The White House officially backed the Leach anti-Internet gambling bill in a letter Monday to Sen. Tom Daschle, D-S.D., the Senate majority leader.
The letter was written by Lawrence B. Lindsey, who the economic policy assistant to President George W. Bush.
"The bill protects families and gives terrorists one less place to hide their illicit funds."
-Rep. Michael Oxley
The Senate has recessed for the Nov. 5 elections and will reconvene Nov. 22 for a lame-duck session in which even the legislators who were voted out of office will return along with those who kept their seats or were not up for election for a final few days of business. During those few days would be the last chance during the current Congress for HR 556, the Leach-LaFalce Internet Gambling Enforcement Act.
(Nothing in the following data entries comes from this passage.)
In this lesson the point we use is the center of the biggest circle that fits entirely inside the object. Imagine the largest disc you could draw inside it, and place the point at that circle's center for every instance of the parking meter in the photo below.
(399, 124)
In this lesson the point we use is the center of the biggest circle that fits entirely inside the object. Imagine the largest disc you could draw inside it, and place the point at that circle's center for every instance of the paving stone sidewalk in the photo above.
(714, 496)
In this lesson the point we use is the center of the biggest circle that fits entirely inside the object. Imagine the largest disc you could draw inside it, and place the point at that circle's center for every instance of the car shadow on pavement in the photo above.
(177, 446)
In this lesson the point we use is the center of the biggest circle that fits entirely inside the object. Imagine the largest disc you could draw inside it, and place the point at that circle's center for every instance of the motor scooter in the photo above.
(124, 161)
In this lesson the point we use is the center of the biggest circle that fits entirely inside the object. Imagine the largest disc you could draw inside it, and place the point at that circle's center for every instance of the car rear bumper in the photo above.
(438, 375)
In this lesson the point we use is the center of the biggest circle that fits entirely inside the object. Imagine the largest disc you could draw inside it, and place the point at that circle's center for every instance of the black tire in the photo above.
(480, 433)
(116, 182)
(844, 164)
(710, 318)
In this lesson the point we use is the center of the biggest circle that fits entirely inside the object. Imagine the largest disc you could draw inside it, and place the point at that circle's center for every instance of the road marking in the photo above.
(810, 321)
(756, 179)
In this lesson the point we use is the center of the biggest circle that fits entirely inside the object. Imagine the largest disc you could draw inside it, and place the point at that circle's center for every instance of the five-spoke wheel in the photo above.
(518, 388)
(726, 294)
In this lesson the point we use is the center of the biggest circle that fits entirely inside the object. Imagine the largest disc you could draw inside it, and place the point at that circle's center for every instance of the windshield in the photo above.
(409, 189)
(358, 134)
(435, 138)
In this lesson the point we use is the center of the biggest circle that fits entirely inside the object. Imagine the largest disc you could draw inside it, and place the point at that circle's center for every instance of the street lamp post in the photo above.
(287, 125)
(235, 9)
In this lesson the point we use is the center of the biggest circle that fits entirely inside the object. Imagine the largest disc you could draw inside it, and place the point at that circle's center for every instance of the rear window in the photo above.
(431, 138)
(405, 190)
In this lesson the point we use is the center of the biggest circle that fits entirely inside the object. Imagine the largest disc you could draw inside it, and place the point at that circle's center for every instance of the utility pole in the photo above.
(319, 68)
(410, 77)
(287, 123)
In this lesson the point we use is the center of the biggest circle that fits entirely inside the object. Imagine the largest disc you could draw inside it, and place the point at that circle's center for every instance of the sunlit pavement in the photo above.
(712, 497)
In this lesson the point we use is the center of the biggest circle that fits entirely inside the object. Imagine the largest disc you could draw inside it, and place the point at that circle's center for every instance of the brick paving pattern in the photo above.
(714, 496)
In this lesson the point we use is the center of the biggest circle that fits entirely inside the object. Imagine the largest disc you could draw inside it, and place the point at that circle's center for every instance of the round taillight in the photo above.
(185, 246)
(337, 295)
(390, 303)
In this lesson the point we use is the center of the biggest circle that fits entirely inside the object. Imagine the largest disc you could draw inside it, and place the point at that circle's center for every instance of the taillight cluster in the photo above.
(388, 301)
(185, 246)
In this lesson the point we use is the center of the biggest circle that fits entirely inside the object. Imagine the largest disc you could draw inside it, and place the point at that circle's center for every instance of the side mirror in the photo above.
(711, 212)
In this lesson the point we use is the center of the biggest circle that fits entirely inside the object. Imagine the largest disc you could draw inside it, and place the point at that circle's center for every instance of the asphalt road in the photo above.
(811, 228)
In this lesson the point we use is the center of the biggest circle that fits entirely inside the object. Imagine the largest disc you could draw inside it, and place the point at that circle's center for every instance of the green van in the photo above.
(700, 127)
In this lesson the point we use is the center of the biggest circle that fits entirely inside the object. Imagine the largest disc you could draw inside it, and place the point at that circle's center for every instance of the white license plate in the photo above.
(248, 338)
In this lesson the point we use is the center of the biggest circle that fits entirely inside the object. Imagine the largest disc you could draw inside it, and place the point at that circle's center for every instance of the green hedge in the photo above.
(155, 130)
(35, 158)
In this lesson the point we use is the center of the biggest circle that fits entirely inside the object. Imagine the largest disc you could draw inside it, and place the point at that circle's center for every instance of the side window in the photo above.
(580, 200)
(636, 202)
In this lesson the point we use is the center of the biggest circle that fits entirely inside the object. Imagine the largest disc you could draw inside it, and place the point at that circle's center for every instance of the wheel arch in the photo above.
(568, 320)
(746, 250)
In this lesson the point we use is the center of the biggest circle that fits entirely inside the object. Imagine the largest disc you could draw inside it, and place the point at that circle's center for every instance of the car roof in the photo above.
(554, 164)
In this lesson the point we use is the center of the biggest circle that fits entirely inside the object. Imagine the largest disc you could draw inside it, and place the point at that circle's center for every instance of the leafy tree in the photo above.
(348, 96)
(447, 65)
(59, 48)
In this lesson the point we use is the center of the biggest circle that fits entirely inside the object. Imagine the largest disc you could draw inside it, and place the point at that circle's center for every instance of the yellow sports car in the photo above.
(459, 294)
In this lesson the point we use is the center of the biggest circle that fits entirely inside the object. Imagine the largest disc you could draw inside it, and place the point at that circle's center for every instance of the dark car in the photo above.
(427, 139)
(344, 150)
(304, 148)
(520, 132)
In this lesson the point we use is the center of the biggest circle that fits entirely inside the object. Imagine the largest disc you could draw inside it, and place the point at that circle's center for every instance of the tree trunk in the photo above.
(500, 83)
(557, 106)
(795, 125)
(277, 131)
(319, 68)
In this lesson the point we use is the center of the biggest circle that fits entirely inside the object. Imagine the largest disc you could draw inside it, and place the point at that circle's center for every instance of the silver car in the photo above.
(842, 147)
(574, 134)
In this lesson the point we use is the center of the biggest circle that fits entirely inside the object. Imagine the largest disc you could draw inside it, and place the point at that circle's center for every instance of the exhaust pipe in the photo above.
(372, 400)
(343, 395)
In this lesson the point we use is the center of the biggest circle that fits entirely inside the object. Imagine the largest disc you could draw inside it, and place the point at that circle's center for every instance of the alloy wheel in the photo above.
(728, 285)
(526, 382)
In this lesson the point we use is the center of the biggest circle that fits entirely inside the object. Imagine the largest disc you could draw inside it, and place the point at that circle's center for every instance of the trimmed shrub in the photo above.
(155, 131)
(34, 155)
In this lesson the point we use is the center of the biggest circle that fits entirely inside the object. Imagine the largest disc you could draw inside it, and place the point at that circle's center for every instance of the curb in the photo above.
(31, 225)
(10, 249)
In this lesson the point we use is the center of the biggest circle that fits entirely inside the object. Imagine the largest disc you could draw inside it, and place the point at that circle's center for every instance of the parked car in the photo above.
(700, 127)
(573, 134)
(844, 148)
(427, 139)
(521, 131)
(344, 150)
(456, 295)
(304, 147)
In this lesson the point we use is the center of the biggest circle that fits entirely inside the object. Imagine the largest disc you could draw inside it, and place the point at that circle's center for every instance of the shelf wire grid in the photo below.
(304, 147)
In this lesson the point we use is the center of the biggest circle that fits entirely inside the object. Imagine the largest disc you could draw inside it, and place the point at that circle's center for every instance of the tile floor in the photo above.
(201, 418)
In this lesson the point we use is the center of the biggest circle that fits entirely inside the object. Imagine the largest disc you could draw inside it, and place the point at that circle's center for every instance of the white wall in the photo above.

The bill, which passed the House of Representatives Oct. 1, was put forth by Rep. James Leach, R-Iowa, and Rep. John LaFalce, D-N.Y.
In the letter, Lindsey urges Daschle to schedule a vote on the bill before the legislative year ends.
"I write to express the Administration's opposition to illegal Internet gambling," the letter states. "With over 1,800 site currently in operation--virtually all located offshore--and projected
revenues for 2003 heading upwards of $4 billion, the illegal Internet gambling industry must be stopped."
Lindsey goes on to say the Administration believes Internet gambling poses a criminal and security risk to Americans.
"Congress has heard countless heartbreaking stories of families torn apart, careers ruined and credit ratings destroyed by illegal Internet gambling. The lure has proven to be irresistible to the most vulnerable in our society--our youth and problem gamblers," he writes. "At the same time, Internet gambling serves as a haven for money laundering by organized crime and, potentially, for international terrorism according to the Department of Justice and the FBI, and a recent interim report by the
General Accounting Office."
A press officer for Daschle indicated to IGN that it would be unlikely that the legislation, no matter how many friends it has in high places, will be voted on before the session runs out.
"Sen. Daschle does not personally object to bringing that legislation up, however, there are numerous senators who have raised objections, and it is often difficult to bring legislation--potentially
controversial legislation--to the floor when you have a very short time frame, which may be the case in the lame duck," she said.
Daschle's office said it did not have a list of senators who oppose the bill and it does not know now long the lame duck session will last.
Bill Tate, Leach's press secretary, said the likelihood that the bill will be voted on before the session ends depends on how the Nov. 5 elections go. If Jim Talent, a Republican, wins Democrat Sen. Jean Carnahan's seat in Missouri, he will immediately be given his seat. The Talent-Carnahan race is a special election because Carnahan took her seat in place of her husband, Mel Carnahan, who died just before the last Senate election and was voted into office posthumously.
"If (the lame-duck congress) is significantly different from the present Congress, I would guess they would do very little," Tate said.
The chairman of the House Financial Services Committee, Rep. Michael G. Oxley, R-Ohio, said in a press release that he wants the bill to pass the Senate before the session ends.
"There's no excuse for a handful of senators to be holding up Internet gambling legislation to appease pro-gambling forces in their states," he said. "The bill protects families and gives terrorists one less place to hide their illicit funds. This legislation is just as essential to American families as homeland security and terrorism insurance."